Overall, 57% of organizations believe mobile costs will increase next year, with 8% expecting an increase of more than 25%.
However, some firms have had luck reducing costs by streamlining their mobile carriers, according to the survey. Among the IT pros surveyed, 32% said they deal with only one mobile carrier, while 39% use from two to five. Reducing the number of carriers leads to volume discounts and simpler billing, which makes it easier to control costs.
2. Configuration and support
In addition to the money spent on cellular service, BYOD can also increase costs by creating more work for the IT department. That’s especially the case as organizations are becoming more lenient in what devices they allow employees to bring to work. More than half (55%) of the IT pros surveyed said their organization recently changed its BYOD policy to allow more personal devices to be used.
Increases in the number and variety of personal devices makes it more difficult to onboard and support those devices.

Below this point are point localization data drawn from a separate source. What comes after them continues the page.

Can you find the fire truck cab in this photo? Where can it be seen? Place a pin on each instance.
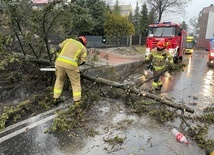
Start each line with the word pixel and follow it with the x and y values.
pixel 171 33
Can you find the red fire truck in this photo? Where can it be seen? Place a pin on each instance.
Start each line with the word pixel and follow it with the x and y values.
pixel 171 33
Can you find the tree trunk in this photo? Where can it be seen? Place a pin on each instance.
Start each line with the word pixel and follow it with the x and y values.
pixel 138 92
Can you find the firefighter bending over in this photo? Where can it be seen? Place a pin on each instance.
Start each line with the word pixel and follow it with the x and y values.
pixel 73 54
pixel 158 57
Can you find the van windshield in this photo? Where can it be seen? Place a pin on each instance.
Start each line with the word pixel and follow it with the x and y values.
pixel 161 31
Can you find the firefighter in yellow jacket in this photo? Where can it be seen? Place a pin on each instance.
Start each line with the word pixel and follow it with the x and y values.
pixel 73 54
pixel 158 57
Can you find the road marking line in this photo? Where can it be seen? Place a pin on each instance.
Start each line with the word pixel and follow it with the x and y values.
pixel 15 133
pixel 30 119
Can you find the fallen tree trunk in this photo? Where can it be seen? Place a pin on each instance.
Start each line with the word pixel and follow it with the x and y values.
pixel 138 92
pixel 33 59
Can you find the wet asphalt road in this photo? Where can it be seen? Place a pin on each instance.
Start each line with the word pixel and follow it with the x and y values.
pixel 194 86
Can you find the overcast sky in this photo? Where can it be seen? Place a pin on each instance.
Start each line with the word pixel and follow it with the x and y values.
pixel 193 8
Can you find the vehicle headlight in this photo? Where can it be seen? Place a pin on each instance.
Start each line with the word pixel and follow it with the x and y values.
pixel 172 51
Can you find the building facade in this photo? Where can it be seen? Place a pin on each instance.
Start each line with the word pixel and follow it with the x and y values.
pixel 205 31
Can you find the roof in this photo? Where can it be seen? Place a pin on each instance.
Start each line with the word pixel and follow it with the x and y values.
pixel 208 9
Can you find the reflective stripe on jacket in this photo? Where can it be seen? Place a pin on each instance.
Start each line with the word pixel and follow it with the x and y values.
pixel 72 54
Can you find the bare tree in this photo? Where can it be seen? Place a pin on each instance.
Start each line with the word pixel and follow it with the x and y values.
pixel 194 24
pixel 168 6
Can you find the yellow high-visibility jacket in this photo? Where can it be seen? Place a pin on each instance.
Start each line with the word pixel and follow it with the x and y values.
pixel 73 54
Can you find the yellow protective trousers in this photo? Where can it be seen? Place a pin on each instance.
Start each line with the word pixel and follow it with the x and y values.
pixel 74 77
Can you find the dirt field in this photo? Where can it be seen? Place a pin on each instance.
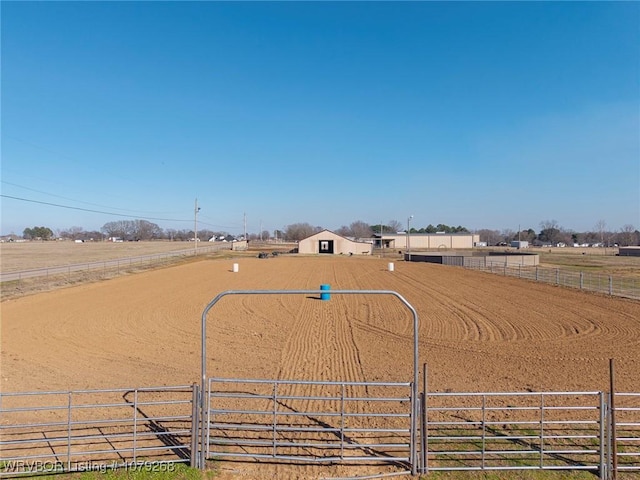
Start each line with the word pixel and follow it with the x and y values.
pixel 478 332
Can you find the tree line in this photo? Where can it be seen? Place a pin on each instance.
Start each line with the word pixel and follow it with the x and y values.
pixel 549 233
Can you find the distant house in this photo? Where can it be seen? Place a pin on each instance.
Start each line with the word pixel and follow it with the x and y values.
pixel 629 251
pixel 328 242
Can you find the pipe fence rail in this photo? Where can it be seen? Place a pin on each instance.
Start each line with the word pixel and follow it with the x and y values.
pixel 311 422
pixel 108 265
pixel 628 287
pixel 96 430
pixel 627 431
pixel 350 422
pixel 514 431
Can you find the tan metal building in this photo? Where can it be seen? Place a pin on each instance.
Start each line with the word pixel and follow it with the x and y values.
pixel 327 242
pixel 426 241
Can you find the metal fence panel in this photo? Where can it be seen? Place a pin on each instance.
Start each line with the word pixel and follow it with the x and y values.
pixel 311 422
pixel 628 431
pixel 514 431
pixel 627 287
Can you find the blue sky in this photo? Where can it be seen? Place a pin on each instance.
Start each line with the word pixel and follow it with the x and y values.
pixel 481 114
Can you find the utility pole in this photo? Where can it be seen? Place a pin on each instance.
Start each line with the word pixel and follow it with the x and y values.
pixel 196 209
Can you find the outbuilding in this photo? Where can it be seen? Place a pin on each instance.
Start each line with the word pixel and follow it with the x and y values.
pixel 328 242
pixel 629 251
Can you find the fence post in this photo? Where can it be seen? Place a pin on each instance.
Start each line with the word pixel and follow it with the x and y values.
pixel 603 440
pixel 424 441
pixel 541 430
pixel 612 407
pixel 135 426
pixel 69 432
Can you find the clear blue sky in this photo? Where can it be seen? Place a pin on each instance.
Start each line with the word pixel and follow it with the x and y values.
pixel 482 114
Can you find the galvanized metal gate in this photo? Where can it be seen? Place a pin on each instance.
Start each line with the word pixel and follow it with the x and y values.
pixel 310 421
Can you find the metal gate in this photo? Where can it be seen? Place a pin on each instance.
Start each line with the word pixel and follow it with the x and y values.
pixel 334 421
pixel 311 422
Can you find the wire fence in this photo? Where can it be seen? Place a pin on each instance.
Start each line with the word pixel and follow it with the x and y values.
pixel 116 266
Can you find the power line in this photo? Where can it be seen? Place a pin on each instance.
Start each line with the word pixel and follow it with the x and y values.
pixel 108 213
pixel 92 211
pixel 67 198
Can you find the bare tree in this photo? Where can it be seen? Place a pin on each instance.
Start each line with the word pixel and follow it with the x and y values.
pixel 344 231
pixel 360 229
pixel 600 228
pixel 549 232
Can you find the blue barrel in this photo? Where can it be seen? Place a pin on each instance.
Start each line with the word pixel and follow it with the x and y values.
pixel 325 296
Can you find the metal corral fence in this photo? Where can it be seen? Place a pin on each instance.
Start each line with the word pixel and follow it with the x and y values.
pixel 627 432
pixel 155 428
pixel 515 431
pixel 96 430
pixel 110 265
pixel 312 422
pixel 608 284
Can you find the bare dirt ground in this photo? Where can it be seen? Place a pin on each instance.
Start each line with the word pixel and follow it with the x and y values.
pixel 478 332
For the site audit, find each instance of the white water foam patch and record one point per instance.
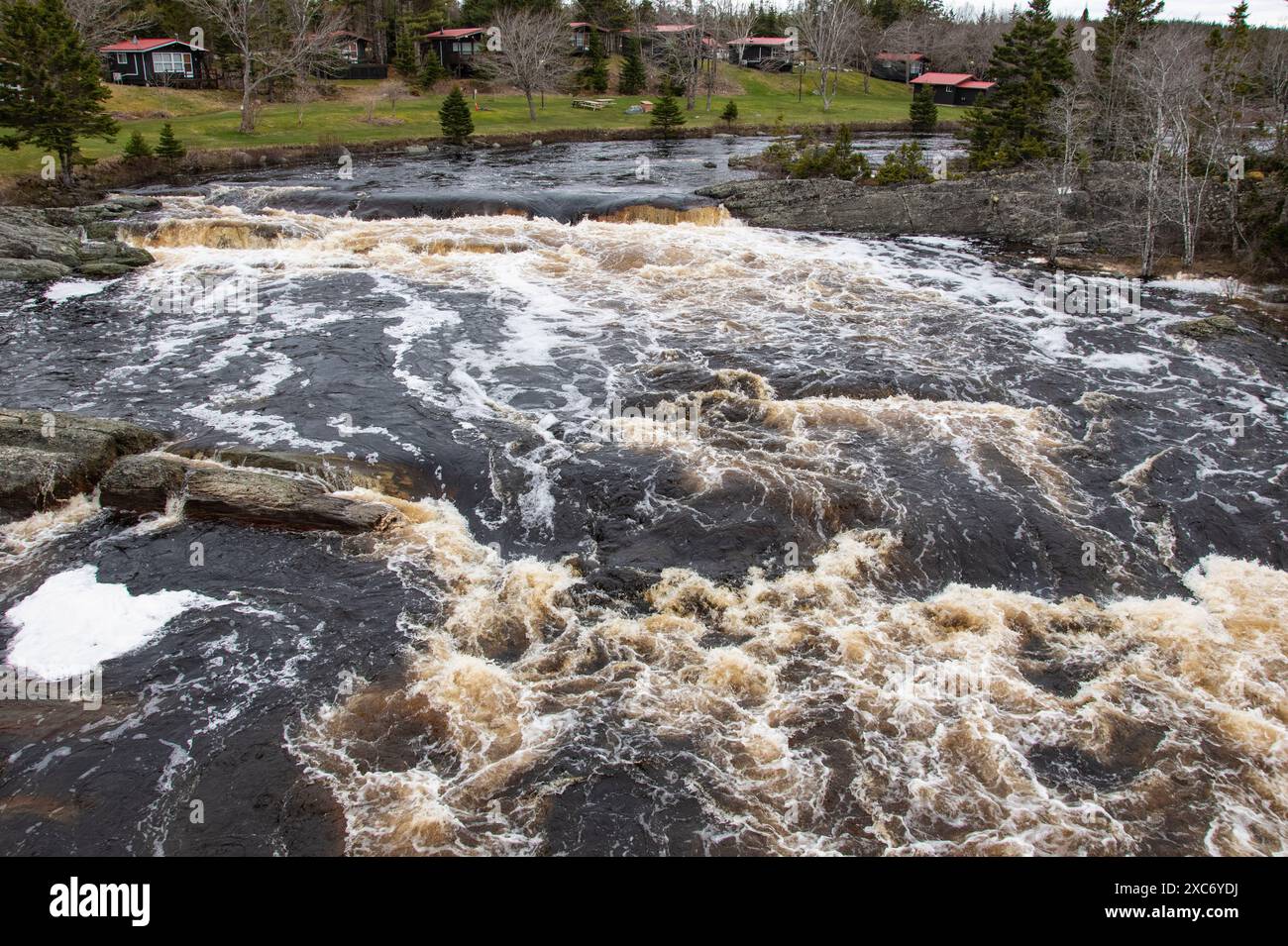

And in fact, the IT pros surveyed said their top BYOD challenge was approving, configuring and supporting personal personal devices to access the corporate network.
To minimize the impact, companies should:
- Give IT staff the training necessary to support all the devices employees might bring in
- Make sure every one in the company is clearly informed about what devices are and aren’t approved, so they don’t waste time trying to have an unapproved device supported, and
- Provide BYOD participants with tools they can use to get support without contact IT — for example, some companies set up online portals where users of the same device can share troubleshooting tips and other ideas.
3. BYOD policy exceptions
BYOD support costs also increase because the policy often isn’t equal for everyone in the company — for example, executives are often allowed to use a personal device that other employees wouldn’t be able to.
In fact, 55% of IT pros said they’ve had to make exceptions to the policy to meet an executive’s demands.
The solution? It depends on the company. Often, the best bet is to explain to the executive the reasons for not supporting that particular device. In many cases, he or she will understand — but in others, IT will have no choice.